Quando, finalmente, o abri, consumiu-me. Não conseguia e não queria parar.
Não
lamento nada na minha vida, tão banal, excepto a flagrante inviabilidade de poder sentar-me uma tarde à conversa com os meus desconhecidos de eleição.
Vargas seria um deles, e Jorge Bergoglio também. Pesam-me as suas mortes. Devia
haver um limite para quantos desses vultos quasenossos podemos perder no mesmo
ano, também já disse; mas a Morte é astuta e caprichosa, e alheia ao meu
desgosto primário.
De
Bergoglio despedi-me no Domingo de Páscoa, quando, por acaso e pela televisão o
vi assomar à varanda na belíssima Praça de São Pedro, tão frágil, tão
desfigurado, e tive a certeza de que seria a última vez.
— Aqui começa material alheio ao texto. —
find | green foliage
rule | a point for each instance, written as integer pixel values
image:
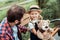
(2, 14)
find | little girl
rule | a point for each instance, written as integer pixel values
(34, 18)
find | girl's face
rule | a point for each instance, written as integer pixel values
(34, 15)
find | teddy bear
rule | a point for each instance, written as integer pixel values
(44, 31)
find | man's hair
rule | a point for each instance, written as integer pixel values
(15, 13)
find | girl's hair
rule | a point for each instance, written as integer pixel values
(15, 13)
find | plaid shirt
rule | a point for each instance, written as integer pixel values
(6, 33)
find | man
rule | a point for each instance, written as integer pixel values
(11, 30)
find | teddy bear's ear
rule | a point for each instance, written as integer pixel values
(48, 21)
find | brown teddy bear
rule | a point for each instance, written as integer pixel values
(44, 31)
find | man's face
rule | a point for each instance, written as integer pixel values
(34, 15)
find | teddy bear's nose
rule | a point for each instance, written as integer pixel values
(46, 27)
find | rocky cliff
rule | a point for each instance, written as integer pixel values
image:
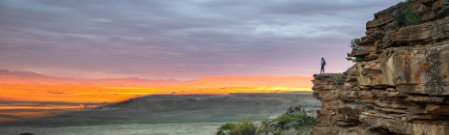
(400, 83)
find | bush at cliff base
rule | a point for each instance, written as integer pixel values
(244, 127)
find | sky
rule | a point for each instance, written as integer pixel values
(180, 39)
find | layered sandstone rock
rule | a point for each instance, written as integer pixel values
(401, 86)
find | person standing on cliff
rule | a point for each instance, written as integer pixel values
(323, 63)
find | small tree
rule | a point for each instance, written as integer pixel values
(354, 43)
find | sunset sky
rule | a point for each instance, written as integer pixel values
(180, 39)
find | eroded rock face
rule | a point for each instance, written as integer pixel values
(402, 84)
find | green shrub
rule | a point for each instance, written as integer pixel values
(406, 16)
(338, 79)
(355, 42)
(244, 127)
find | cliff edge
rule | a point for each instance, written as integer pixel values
(400, 83)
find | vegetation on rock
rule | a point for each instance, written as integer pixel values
(294, 121)
(244, 127)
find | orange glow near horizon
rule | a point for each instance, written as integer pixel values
(99, 94)
(29, 99)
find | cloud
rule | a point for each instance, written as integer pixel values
(179, 38)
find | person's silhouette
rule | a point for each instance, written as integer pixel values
(323, 63)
Acontece-me às vezes: sei, e faço apostas com o destino, uma parvoíce.
Há
uma parte de mim que insiste em ver sinais onde apenas existem acasos. Voltei a
esbarrar numa exposição de Dali, desta vez em Cáceres: não sei se o persigo
inconscientemente, ou se ele me persegue a mim, lá do fundo do Inferno de Dante,
que foi o que me mostrou agora: a Divina Comédia em cem ilustrações febris,
alquímicas – como é que se faz aquilo? Já tinha visto, e foi como se nunca. É uma forma sublime de loucura, um exorcismo, tentar o abismo sem remorsos.